The Government, the Financial Reporting Council, various regulators may all look to deliver initiatives which are aimed at promoting diversity; but at the end of the day the greatest incentive is the benefit which organisations receive from having a diverse workforce. Interestingly, whilst many initiatives are aimed at boosting diversity at board level, it is only when diversity and inclusion permeates the entire workforce that the greatest impact can be seen.
Quite simply, a diverse and inclusive organisation is better able to devise and deliver products and services which meet the needs of its customer base. It can also be more resilient and more innovative, creating strategies which lead the market rather than following in the wake of others.
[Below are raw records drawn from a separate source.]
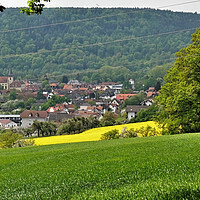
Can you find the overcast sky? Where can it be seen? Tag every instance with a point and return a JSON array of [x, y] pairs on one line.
[[189, 6]]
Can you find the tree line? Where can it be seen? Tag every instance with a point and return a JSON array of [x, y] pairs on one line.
[[77, 37]]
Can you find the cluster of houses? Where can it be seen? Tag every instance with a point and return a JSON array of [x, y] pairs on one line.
[[86, 99]]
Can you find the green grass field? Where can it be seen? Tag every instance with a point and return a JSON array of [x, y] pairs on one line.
[[163, 167]]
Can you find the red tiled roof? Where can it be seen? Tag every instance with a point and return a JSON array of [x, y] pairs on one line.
[[33, 114], [123, 96], [5, 121]]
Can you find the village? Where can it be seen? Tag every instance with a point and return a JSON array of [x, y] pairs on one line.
[[80, 100]]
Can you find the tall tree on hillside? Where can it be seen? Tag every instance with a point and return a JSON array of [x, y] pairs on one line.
[[34, 7], [179, 99]]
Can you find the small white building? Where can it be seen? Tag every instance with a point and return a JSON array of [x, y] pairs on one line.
[[29, 116]]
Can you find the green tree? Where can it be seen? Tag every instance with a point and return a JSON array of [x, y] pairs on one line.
[[8, 139], [12, 95], [179, 99], [135, 100]]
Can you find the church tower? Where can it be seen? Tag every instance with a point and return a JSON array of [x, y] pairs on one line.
[[10, 76]]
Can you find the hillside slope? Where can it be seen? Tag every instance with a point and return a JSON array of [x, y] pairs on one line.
[[163, 167], [71, 40]]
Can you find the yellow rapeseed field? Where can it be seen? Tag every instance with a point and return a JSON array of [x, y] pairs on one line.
[[89, 135]]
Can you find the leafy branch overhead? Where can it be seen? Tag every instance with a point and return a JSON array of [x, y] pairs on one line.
[[34, 7]]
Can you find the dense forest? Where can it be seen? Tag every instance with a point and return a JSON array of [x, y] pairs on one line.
[[94, 44]]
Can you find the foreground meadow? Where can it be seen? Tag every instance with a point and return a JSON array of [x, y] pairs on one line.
[[89, 135], [165, 167]]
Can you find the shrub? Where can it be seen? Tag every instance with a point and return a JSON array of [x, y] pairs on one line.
[[10, 140], [113, 134]]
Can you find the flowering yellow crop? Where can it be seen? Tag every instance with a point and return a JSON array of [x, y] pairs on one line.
[[89, 135]]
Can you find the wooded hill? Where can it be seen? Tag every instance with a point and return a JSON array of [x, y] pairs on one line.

HMRC’s diversion and inclusion strategy which runs from 2016 to 2020 focuses on four themes. These are representation, inclusion, capability and customer equality. Key to the delivery of the strategy is the recognition that people have different ways of thinking and working as well as different levels of knowledge and experience. By harnessing these differences HMRC says it will better be able to serve its objectives and its customers.
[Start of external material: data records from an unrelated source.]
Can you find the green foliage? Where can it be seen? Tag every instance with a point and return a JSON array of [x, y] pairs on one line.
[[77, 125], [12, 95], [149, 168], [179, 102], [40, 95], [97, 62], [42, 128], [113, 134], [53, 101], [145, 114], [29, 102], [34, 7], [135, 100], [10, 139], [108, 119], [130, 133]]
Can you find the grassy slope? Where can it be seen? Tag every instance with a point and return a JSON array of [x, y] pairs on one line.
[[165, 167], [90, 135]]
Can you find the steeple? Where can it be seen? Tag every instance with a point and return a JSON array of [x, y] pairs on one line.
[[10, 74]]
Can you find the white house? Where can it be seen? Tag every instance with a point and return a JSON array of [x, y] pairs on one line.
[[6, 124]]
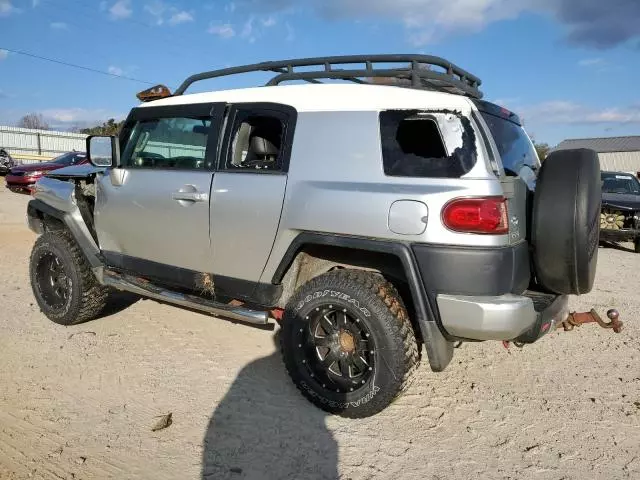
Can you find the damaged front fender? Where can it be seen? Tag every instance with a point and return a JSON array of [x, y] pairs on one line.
[[59, 200]]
In line with this approach, the new strategy contains action points and approaches for people at all levels of the organisation. This includes looking at every aspect of the organisation including recruitment, communications, engagement and training, all with an eye to inclusion. It’s an approach which other organisations may wish to follow when they are looking to boost their own levels of diversity.
Admittedly, as the HMRC strategy highlights, leaders have to be role models for diversity and inclusion, but it is up to every individual at every level to play their part in promoting inclusion. This includes being aware of diversity issues, providing constructive challenge where appropriate, and recognising that “through personal impact you can make a difference.”
Commenting on the new strategy HMRC’s Chief Executive, Jon Thompson, said:
“Diversity, in all its various forms, is central to our success as an organisation, ensuring a diversity of experience and thought.”